Hirschberg's algorithm

The Hirschberg algorithm calculates the pairwise sequence alignment and has a linear input to the memory requirements. Developed in 1970 by Dan Hirschberg algorithm uses the method of dynamic programming and divide-and- conquer principle.

General

The Hirschberg algorithm is a general-purpose and optimal algorithm for finding a sequence alignment. The well-known BLAST algorithm, FASTA algorithm, and the only sub-optimal heuristics. Comparing the Hirschberg algorithm with the Needleman - Wunsch algorithm, it is the Hirschberg algorithm less a completely new algorithm, but rather a clever strategy that skillfully uses the Needleman - Wunsch algorithm to the memory consumption linearize, which is also unique about this algorithm is that the calculations for a sequence alignment need only linearly much space, so the space complexity of the algorithm in O (n) is. For the calculation of an alignment between two strings and and the algorithm has a running time of and memory consumption.

Applies the algorithm, for example, in bioinformatics for alignment of different DNA or protein sequences.

In a slightly modified form of Hirschberg's algorithm is also used to compute connected components with application to parallel processors in a graph.

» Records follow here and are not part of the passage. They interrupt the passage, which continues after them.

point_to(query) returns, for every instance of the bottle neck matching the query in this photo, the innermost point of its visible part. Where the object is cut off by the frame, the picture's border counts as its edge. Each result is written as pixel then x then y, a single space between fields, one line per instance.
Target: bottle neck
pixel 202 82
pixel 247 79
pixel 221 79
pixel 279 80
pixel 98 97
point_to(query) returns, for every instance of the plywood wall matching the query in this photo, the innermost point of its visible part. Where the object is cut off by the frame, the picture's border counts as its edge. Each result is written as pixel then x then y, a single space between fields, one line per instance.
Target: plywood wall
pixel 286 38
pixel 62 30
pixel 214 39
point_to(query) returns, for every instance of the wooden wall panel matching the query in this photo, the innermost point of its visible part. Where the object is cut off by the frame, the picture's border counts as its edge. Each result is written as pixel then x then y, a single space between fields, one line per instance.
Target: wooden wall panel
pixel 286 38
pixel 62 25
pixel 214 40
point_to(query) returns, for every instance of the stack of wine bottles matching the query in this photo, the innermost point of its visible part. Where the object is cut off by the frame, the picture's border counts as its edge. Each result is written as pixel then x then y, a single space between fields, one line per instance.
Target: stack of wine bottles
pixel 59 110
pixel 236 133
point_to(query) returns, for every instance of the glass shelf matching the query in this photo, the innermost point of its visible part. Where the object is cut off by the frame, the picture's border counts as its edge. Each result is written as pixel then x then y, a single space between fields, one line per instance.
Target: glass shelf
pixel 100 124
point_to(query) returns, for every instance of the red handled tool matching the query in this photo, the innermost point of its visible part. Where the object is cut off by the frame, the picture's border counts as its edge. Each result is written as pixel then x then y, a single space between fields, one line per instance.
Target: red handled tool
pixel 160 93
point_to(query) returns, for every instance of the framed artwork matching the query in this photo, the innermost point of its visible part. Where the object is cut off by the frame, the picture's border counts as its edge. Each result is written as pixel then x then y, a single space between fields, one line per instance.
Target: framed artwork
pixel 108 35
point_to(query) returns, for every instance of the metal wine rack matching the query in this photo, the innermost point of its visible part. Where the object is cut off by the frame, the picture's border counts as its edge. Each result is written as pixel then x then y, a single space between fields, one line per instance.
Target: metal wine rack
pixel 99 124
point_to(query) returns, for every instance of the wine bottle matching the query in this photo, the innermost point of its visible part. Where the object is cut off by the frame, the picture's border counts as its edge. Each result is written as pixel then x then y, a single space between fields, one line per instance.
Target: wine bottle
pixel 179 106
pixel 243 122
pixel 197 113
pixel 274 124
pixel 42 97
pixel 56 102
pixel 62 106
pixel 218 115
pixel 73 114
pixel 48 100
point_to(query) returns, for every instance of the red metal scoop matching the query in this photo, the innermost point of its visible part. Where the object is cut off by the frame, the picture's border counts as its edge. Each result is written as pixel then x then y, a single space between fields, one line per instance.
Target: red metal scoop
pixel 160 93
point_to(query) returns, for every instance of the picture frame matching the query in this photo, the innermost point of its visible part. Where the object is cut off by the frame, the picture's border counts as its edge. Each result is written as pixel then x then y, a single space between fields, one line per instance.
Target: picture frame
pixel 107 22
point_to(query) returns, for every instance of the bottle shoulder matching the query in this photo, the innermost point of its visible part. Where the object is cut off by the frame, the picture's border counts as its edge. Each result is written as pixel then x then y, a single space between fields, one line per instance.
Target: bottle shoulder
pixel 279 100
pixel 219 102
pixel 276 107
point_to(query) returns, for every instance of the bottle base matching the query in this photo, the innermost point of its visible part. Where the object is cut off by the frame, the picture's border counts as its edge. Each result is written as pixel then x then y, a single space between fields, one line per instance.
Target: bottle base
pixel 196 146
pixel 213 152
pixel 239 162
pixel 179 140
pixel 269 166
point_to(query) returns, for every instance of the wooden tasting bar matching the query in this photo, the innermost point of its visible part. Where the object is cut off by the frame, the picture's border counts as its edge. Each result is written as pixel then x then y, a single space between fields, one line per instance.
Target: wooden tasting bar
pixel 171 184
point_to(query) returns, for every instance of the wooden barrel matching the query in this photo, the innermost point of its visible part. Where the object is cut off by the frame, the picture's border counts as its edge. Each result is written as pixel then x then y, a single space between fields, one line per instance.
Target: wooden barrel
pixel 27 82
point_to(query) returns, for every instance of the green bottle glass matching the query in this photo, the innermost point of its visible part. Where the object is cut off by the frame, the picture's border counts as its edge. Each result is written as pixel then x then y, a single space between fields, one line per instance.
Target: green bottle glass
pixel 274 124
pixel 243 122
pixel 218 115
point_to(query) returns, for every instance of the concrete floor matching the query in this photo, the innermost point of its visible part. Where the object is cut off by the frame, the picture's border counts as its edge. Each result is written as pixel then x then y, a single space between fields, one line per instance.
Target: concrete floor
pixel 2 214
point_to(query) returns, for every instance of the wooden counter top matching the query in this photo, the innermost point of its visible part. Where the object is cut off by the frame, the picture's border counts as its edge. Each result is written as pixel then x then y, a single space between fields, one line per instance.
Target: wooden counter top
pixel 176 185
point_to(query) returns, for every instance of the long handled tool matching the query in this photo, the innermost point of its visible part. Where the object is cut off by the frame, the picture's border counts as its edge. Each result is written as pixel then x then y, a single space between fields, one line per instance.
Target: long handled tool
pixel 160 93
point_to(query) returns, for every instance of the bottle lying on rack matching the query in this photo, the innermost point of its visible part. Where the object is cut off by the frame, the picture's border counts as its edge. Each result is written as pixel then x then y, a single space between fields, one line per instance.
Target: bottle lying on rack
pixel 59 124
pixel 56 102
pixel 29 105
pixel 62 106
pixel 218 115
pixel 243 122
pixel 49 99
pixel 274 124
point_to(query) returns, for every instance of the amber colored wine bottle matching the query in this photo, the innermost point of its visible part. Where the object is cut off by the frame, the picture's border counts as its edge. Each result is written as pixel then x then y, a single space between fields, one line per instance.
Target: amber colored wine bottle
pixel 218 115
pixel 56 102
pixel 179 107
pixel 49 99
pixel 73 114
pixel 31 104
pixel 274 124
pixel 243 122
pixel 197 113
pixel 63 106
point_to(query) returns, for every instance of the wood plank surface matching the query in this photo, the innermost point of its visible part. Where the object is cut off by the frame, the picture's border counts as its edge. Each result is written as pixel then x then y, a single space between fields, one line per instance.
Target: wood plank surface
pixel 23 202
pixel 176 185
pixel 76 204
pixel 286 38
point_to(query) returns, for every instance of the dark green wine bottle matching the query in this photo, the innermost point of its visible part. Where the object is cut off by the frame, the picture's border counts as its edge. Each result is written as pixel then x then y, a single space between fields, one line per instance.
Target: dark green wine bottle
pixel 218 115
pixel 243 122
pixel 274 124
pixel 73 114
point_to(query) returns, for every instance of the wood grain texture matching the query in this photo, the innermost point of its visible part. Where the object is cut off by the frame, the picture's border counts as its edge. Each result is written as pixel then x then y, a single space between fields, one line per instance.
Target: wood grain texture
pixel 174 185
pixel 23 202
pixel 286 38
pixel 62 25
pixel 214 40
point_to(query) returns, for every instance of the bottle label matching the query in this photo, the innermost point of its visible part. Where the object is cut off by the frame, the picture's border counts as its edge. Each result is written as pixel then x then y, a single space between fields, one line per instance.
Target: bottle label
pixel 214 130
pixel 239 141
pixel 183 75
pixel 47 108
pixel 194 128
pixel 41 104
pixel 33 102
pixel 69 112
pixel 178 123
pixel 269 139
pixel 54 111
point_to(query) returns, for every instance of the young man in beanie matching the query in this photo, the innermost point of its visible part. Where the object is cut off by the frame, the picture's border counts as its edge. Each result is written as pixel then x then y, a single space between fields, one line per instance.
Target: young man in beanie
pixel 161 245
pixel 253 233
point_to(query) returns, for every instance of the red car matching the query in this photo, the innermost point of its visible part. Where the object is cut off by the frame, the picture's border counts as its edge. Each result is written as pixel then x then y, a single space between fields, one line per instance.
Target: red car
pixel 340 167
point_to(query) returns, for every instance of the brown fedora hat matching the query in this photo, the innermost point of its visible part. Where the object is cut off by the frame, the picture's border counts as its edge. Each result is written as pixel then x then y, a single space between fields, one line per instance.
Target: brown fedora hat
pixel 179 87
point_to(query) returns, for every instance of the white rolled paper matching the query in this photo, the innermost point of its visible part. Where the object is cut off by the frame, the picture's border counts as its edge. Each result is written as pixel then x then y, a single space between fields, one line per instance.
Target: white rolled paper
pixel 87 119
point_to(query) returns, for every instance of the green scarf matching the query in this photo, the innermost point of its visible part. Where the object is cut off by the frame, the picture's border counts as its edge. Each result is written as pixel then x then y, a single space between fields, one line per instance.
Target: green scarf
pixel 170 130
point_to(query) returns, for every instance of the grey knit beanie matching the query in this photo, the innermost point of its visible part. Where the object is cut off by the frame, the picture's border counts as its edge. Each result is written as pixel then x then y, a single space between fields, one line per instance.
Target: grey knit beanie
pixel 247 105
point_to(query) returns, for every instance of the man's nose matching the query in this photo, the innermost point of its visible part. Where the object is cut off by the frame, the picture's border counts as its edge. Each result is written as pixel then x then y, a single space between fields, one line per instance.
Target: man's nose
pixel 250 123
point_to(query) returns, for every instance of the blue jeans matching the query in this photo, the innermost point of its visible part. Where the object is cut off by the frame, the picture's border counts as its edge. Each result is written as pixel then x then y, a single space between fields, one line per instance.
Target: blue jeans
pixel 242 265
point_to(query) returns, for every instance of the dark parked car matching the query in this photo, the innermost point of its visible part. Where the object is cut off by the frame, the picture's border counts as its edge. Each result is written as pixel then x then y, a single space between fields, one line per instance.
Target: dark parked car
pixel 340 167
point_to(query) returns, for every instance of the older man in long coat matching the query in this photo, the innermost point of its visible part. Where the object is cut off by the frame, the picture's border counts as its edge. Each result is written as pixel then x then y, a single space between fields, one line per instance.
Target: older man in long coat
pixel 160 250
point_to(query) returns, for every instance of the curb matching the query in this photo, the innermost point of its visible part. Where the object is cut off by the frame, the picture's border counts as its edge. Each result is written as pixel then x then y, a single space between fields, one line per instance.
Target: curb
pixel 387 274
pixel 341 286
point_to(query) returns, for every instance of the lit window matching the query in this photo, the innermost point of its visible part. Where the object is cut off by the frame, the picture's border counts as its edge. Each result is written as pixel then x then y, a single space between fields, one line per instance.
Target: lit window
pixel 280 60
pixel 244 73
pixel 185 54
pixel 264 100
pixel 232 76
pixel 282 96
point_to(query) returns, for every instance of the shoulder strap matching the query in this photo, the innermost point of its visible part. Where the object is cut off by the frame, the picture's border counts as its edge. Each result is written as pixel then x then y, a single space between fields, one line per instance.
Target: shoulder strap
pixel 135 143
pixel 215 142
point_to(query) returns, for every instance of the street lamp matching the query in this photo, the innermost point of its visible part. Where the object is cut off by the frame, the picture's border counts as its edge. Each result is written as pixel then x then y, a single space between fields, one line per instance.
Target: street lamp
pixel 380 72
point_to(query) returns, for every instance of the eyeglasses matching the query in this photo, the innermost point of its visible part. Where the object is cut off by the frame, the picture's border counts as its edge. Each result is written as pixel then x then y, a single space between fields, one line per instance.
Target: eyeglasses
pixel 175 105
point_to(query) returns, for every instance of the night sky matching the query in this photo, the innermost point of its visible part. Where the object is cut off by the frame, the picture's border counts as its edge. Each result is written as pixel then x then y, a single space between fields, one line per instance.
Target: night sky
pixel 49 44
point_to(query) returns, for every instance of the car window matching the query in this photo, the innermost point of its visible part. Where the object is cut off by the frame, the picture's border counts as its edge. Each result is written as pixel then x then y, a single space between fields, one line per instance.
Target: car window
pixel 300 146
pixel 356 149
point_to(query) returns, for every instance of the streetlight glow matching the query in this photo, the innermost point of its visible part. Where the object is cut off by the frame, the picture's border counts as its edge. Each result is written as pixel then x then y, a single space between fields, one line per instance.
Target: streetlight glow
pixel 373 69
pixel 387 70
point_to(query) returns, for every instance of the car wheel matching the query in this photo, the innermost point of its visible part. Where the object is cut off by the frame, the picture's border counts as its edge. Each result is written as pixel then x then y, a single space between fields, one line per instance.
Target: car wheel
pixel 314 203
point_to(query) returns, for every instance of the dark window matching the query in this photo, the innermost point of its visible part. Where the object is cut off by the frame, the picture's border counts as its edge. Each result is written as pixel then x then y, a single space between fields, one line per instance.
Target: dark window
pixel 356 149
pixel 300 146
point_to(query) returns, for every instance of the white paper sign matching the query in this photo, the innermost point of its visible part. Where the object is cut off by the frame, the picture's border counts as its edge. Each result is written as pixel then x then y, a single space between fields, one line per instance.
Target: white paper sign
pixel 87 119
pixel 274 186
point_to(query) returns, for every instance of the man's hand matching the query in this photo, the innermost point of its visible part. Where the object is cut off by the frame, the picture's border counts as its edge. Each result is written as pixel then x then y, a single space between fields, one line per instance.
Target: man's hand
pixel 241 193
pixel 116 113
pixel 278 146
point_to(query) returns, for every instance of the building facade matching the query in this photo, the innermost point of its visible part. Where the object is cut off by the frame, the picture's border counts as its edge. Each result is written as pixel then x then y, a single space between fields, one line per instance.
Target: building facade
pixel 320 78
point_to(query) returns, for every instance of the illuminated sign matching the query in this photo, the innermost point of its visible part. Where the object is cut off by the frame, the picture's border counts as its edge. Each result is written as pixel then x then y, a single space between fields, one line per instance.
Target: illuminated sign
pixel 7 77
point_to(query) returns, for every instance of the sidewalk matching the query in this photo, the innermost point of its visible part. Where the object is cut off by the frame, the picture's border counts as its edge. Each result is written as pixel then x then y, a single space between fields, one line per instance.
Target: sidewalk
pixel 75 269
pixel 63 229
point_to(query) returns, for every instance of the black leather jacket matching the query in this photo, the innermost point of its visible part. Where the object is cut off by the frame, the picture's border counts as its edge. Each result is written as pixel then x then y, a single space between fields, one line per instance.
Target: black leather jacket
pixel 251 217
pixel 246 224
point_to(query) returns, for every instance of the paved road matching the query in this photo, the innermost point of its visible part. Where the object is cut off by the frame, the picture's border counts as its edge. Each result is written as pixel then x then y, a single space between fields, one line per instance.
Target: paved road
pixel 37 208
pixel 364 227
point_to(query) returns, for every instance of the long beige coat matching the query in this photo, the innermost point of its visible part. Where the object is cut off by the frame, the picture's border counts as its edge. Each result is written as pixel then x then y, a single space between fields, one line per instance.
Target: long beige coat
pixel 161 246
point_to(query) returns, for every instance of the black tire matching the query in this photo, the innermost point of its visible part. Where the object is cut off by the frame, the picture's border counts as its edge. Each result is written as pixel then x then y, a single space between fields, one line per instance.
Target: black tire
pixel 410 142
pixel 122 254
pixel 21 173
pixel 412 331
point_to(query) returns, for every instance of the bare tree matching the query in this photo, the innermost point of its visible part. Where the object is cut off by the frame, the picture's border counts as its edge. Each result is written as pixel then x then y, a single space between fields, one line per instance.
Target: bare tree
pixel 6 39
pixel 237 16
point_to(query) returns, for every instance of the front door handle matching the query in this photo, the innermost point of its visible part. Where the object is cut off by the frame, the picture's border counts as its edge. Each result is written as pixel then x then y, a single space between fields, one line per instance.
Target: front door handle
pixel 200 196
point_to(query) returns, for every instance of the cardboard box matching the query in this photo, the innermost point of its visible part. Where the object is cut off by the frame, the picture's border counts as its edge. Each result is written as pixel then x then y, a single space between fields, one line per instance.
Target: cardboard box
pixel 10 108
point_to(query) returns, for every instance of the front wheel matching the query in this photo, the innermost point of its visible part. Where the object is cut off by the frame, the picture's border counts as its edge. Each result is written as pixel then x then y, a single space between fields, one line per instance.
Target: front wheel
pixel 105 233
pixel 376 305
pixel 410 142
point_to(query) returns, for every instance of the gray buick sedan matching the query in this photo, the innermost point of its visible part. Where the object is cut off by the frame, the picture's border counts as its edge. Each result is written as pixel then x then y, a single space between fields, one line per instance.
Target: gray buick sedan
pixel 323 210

Calculating the Levenshtein distance to linear memory

It is first important to understand to understand the Hirschberg algorithm that the Levenshtein distance can be calculated in linear memory space:

01: = 0 02 for j in 1. N loop 03: = 04 end loop 05 for i in 1. M loop 06 s: = 07: = 08 c: = 09 for j in 1. N loop 10 c: = 11 s: = 12: = c 13 end loop 14 end loop In lines 1-4, the one-dimensional array is initialized. At line 6, the initialization of the first element is saved in the. Thereafter, and initialized with a starting value for the next line. The following figure shows a snapshot of a line run. In the inner loop always points to the respective previously calculated result, while the result still required of the last row assured. After line 14, the Levenshtein distance is available as a result.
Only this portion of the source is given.